As part of that plan, Dr. Bettinger filed for a patent on an “ingestible, electrical device for oral delivery of a substance” in October 2013. A patent was finally issued February of this year.
Though the patent lists Dr. Bettinger as the inventor, it primarily belongs to his employer, CMU. Like most research-driven universities, the Oakland institution claims the intellectual property rights arising from the work that it supports.
University ownership of patents might not sound like the best deal for researchers, but many faculty members would prefer to focus on research, rather than production.
“I tend to not be interested in the commercialization of these things myself,” Dr. Bettinger admitted. “Patenting … is part of the game that we faculty play now.”
At CMU, researchers who discover something that may qualify for a possible patent disclose their invention to the university, which then hires outside attorneys to handle most of the application process.

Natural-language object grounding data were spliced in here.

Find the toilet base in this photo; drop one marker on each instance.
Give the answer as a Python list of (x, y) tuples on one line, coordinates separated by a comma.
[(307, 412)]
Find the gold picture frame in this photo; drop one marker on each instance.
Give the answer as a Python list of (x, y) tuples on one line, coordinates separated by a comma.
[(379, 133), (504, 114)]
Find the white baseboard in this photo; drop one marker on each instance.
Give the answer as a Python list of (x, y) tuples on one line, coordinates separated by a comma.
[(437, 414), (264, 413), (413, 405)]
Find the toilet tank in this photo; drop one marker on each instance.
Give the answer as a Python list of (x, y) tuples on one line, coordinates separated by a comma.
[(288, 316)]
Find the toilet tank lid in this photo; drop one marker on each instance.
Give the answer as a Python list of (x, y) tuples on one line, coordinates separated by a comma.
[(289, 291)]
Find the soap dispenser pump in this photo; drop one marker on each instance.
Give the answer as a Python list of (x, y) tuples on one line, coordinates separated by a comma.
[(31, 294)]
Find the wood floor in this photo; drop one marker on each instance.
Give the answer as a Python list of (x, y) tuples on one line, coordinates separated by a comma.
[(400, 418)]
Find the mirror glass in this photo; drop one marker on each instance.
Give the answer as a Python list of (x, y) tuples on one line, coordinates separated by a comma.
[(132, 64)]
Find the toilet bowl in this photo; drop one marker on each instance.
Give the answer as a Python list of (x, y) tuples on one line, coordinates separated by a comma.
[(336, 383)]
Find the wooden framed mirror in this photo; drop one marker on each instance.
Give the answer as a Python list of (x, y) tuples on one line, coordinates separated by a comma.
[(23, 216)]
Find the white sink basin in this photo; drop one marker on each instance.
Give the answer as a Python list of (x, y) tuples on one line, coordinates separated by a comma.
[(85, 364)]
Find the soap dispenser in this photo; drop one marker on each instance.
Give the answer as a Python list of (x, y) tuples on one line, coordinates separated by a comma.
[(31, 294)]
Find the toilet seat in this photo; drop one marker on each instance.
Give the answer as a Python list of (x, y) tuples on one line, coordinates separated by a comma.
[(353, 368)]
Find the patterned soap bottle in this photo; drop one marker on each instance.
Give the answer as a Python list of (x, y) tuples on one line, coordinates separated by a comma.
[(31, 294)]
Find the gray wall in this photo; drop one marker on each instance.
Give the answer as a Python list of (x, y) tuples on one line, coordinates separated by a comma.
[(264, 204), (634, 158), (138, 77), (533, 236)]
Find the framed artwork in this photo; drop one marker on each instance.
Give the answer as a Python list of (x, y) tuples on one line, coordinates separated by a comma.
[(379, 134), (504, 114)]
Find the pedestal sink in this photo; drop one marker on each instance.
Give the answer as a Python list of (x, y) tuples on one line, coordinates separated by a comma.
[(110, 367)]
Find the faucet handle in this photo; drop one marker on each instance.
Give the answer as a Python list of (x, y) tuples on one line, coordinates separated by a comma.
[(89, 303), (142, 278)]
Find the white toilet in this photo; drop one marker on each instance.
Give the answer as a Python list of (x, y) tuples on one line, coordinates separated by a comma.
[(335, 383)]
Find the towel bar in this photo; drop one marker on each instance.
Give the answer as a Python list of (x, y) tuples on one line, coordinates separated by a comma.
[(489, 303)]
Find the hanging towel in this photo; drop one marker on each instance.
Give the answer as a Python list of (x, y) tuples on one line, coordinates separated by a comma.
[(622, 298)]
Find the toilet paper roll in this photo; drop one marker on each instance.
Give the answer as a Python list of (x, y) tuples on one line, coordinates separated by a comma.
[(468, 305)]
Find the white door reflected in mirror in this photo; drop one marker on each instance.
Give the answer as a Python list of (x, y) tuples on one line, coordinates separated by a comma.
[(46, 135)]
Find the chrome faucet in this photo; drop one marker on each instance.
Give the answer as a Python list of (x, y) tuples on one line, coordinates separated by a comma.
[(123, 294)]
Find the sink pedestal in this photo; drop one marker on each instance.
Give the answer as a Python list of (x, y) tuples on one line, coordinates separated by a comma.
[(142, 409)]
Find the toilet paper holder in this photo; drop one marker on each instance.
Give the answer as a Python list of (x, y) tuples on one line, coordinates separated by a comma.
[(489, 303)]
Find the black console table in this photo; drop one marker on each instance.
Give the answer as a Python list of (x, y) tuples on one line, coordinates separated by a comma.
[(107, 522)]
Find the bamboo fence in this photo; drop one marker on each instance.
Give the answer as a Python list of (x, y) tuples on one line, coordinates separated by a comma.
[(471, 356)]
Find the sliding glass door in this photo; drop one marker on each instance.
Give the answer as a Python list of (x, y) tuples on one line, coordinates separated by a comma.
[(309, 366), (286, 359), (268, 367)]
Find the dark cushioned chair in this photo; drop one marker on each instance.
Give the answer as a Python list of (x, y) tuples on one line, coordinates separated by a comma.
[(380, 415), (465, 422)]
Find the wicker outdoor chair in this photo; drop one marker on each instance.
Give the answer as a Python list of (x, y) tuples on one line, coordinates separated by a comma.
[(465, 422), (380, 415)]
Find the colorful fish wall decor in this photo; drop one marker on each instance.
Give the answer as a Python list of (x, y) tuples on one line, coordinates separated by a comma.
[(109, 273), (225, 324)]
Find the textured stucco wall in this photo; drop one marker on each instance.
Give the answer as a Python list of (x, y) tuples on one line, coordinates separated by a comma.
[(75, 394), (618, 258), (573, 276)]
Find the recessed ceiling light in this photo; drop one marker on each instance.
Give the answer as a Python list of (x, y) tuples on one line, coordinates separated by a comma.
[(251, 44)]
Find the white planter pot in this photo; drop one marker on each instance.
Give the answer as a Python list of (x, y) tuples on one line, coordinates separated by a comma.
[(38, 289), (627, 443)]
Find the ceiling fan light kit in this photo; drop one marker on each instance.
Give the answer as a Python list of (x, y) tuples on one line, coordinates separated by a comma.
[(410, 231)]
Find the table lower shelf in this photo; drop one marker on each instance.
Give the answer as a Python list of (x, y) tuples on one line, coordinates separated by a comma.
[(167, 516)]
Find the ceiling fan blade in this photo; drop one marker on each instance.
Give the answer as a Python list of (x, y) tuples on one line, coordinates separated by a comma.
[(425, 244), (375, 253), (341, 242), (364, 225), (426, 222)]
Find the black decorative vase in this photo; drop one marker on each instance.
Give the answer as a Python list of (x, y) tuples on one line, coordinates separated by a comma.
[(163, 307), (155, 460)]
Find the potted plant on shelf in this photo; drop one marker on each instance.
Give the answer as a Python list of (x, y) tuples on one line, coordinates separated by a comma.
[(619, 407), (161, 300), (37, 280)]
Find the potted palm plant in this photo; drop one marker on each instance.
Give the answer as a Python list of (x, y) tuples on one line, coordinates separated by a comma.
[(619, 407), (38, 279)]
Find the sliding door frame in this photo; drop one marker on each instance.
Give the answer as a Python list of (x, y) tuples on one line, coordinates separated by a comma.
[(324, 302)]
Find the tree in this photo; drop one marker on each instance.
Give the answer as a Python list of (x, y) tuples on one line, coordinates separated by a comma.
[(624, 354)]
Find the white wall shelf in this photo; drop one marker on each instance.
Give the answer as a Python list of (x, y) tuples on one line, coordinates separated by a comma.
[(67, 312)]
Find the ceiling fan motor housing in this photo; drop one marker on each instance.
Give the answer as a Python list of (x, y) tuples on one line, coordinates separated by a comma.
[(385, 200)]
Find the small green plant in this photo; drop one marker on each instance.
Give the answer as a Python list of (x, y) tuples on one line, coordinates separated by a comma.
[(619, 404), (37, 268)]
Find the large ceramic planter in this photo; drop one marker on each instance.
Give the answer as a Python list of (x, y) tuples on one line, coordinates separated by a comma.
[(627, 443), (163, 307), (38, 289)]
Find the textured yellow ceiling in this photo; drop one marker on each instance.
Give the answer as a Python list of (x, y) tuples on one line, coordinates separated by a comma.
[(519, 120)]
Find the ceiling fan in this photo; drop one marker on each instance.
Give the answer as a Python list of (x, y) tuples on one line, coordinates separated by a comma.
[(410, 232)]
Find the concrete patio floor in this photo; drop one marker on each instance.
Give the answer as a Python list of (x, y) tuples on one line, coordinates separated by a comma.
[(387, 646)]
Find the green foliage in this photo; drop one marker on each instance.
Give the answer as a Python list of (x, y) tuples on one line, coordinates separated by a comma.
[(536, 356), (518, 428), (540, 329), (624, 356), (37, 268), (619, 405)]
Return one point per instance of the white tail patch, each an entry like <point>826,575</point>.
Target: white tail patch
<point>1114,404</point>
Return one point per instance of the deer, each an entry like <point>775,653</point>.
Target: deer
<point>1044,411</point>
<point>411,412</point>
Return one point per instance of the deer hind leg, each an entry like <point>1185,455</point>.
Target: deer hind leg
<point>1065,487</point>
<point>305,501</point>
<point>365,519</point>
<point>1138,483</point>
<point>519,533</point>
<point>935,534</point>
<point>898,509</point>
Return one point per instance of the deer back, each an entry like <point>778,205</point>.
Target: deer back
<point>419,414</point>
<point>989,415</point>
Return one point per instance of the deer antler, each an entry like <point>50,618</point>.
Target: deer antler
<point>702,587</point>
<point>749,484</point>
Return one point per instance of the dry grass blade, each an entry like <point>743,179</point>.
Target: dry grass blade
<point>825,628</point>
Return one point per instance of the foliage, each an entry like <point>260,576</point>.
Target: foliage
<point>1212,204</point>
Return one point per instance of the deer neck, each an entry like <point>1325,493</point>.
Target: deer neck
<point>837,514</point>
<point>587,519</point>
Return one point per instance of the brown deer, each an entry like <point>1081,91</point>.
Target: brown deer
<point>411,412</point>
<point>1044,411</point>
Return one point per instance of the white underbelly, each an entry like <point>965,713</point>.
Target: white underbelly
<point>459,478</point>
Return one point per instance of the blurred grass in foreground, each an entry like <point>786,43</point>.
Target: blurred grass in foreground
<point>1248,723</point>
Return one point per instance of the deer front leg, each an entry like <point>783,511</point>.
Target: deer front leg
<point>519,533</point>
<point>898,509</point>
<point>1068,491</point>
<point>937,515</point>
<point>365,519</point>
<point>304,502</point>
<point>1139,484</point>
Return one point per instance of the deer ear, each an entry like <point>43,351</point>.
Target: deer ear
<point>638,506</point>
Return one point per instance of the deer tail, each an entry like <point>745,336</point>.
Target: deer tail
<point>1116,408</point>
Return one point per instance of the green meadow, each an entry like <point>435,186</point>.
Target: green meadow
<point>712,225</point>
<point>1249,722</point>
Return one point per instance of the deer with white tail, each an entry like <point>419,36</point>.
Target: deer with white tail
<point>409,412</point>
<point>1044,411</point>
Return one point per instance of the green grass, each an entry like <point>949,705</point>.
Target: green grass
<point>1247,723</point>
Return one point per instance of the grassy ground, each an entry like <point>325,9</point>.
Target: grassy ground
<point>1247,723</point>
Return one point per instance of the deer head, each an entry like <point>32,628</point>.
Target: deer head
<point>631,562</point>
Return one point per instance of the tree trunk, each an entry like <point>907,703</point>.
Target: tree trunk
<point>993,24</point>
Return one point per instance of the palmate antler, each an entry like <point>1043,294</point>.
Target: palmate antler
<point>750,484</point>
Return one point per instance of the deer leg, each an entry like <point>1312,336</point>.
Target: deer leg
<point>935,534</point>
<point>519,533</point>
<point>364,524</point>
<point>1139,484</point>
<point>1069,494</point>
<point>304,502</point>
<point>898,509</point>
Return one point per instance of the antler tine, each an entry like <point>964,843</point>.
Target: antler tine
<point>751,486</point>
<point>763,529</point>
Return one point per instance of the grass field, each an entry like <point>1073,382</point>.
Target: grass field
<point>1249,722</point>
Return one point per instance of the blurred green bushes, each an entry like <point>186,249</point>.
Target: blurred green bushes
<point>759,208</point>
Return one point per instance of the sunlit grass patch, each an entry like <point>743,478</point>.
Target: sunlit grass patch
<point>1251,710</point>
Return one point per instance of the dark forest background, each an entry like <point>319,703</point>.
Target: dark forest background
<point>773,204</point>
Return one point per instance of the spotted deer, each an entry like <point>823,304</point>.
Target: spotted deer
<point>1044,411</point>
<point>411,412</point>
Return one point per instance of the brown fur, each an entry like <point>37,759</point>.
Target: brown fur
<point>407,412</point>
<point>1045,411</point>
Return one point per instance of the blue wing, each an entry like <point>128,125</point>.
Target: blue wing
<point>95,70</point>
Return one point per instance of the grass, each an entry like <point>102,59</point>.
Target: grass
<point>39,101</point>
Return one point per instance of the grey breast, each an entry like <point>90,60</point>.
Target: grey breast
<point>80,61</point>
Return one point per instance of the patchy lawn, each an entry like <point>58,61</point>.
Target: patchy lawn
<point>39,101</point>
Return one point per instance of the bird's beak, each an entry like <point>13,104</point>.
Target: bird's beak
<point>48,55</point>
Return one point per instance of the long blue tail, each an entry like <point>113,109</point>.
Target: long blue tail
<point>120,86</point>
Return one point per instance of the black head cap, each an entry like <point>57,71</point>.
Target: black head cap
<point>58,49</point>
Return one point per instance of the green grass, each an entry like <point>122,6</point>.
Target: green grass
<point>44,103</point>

“Our conversation, internally, is to see whether something should be patented or not, then we work with lawyers,” said Dr. Bettinger.
Before the lawyers get involved, though, invention takes a lot of work. Dr. Bettinger estimated that he spent about two years working in the lab to perfect the device — and that’s before any commercialization or safety testing.
Use of the technology in patients is still far in the future but work by other scientists indicates that the microbiome — basically the colonies of bacteria living in people’s digestive systems — could play a role in everything from diabetes to the effectiveness of cancer treatment.
Millions of dollars are devoted to treating those diseases, meaning the patent could eventually pay dividends for its owner.
Those dividends might help offset what Dr. Bettinger estimated to be a $300,000 investment in research.
The long path to market
Dr. Bettinger’s invention is far from the commercialization stage.
He said that matters of toxicity, regulatory approval by the U.S. Food and Drug Administration, the cost of production and the decision about what types of medicine to deliver would all need to be sorted out by a potential licensee.
His project was directly sponsored by the university, so the school owns the patent. He’s not dismayed.
“I think it’s just the way it is,” he said. “It’s a very reasonable arrangement.”